Existing Workarounds and Their Limitations
There are several manual approaches to excluding sensitive fields from toString. Each requires the developer to actively remember to protect every sensitive field, in every class, every time a class is modified.
Overriding toString entirely is the simplest approach but introduces a maintenance burden: every new property addition requires manually updating the override. Miss one update after a refactor and you have reintroduced the leak.
Wrapper types (Secret<T>) are more principled but require changing the field type, which affects the API surface, copy() calls, and any serialization configuration.
Defining fields outside the primary constructor removes them from all data class semantics, but forces mutability and changes equality semantics — two Data instances with different passwords compare as equal.
All of these approaches share a fundamental weakness: they are opt-in. The default behavior leaks. A developer who does not know about the risk, or forgets to apply the protection to a new field, produces a vulnerable class with no warning from the compiler.
Solution: A Compiler Plugin
Sekret is a Kotlin compiler plugin that modifies the generated toString bytecode for annotated fields during compilation. Instead of writing manual overrides or restructuring your data classes, you annotate individual sensitive fields with @Secret:
data class Data(
val username: String,
@Secret val password: String
)
print(Data("james.bond", "123456"))
// prints out
// Data(username=james.bond, password=■■■)
The password field is replaced with a redaction marker (■■■) in the output. Every other field continues to appear normally. The data class retains all its semantic properties — equals, hashCode, copy, and componentN all include the password field as expected. Only toString is modified, and only for annotated fields.
How the Compiler Plugin Works
Building a Kotlin compiler plugin requires working at a level most Kotlin developers never encounter.
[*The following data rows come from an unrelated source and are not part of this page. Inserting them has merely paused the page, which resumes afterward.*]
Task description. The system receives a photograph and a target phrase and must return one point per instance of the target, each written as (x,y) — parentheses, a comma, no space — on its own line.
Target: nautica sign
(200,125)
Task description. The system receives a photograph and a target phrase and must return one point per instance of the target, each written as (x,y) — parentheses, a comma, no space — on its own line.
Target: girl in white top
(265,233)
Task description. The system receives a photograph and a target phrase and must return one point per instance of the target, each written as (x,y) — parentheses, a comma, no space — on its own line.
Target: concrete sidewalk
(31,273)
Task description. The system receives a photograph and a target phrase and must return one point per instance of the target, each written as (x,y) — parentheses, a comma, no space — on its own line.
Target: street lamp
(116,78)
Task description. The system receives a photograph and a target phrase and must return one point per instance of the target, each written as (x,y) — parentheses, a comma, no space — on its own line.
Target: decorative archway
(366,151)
The Kotlin compilation pipeline processes source code through several stages: parsing into a PSI (Program Structure Interface) tree, type-checking and resolution, translation to an IR (Intermediate Representation) tree, and finally code generation to JVM bytecode.
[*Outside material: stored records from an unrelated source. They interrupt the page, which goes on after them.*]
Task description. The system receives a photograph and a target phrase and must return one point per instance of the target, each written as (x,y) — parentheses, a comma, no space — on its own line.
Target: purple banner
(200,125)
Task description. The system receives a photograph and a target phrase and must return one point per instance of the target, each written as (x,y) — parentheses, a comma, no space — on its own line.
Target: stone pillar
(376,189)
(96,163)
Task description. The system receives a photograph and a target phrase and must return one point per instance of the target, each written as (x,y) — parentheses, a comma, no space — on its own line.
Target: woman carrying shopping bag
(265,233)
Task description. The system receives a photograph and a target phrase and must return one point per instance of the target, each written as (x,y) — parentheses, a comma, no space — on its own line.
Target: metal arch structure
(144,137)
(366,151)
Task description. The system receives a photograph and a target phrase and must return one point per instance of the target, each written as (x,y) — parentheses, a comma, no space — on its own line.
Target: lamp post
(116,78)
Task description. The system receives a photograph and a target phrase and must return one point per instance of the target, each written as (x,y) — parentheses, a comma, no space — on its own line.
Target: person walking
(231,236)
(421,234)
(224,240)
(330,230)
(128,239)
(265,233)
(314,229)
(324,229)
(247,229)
Sekret hooks into the IR stage. When the compiler generates the IR for a data class toString method, the plugin inspects the fields included in the generated implementation, identifies those annotated with @Secret, and rewrites the IR nodes responsible for appending those field values — replacing the value reference with a constant redaction string.
The result is identical to what you would get if you had hand-written toString to exclude the field, but it is generated automatically, stays in sync with the class definition as it evolves, and requires zero manual intervention after the initial annotation.
Critically, this is a compile-time transformation with no runtime overhead. The generated bytecode is as efficient as a hand-written toString. There is no reflection, no proxy, no wrapper object allocated per invocation.
Design Philosophy
The @Secret annotation approach is deliberately declarative and self-documenting. When a code reviewer sees a field annotated with @Secret, the intent is immediately clear: this field contains sensitive data that must not appear in logs. The annotation serves double duty as both a functional directive and inline documentation.
This is the same philosophy behind @Transient for serialization — you annotate the field to opt out of a default behavior, rather than restructuring the class. Kotlin’s standard library already uses this pattern for serialization; Sekret brings it to toString.
The protection is also future-proof. Once a field is annotated, it remains protected regardless of how the surrounding class evolves. New fields added to the class appear in toString as normal. The annotated field never does.
More info on GitHub: https://github.com/aafanasev/sekret
Perhaps JetBrains will eventually offer an out-of-box solution similar to the @Transient annotation for serialization — a standard way to exclude fields from the compiler-generated toString. Until then, Sekret fills that gap.
This article was originally posted on Medium.